When invited at someone’s home (for dinner)

Of course, you are expected to be as polite as in public. But there are some specifications. First of all, arrive on time. Being late is considered very rude. Also avoid arriving too early. Then, offer your host a gift, like a bottle of wine. And basically, you should wait for everyone to be served before starting to eat. Do not talk when your mouth is full of food, do not lean your elbows on the table, eat silently and ask someone to give you an item, rather than reaching it by yourself. And remember to send your host a ‘thank you’ note afterwards.

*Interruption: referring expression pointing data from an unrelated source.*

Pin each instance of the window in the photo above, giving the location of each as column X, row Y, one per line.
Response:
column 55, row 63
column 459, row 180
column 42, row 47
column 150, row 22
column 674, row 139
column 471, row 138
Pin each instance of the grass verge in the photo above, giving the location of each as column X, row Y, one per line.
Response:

Using cutlery and plates is also done regarding some rules. Hold the fork in your left hand, and the knife in your right one, and never eat food off your knife. Moreover, except when attending to a barbecue or an informal dinner/lunch, do not use your fingers to eat.

 

In public places (restaurant, hotel…)

Would you need anything or any information, start with “Excuse me, could you please…” or “May I…”. Moreover, it is more polite to use the term “ladies” or “gents” instead of toilet in public places.

Then, it is usual to tip waiters, for example in a hotel (when a member of the staff provided you a service or helped you), at the hairdresser, or in a restaurant. In this case, we usually add an amount of 10% of the bill if the service charge is not already included.

 

Of course, there are many other rules of courteousness to follow every day, everywhere, sometimes depending on your sex, age or social position.

But, as it can be noticed, many changes in the social and economic environment occurred, leading to a modernisation of the British social etiquette. It is now common to adopt less formal behaviour as well in public as in private life. Nowadays, some of the codes mentioned above may be old-fashioned. But many others are remaining relevant. Try to respect them for a better stay in England.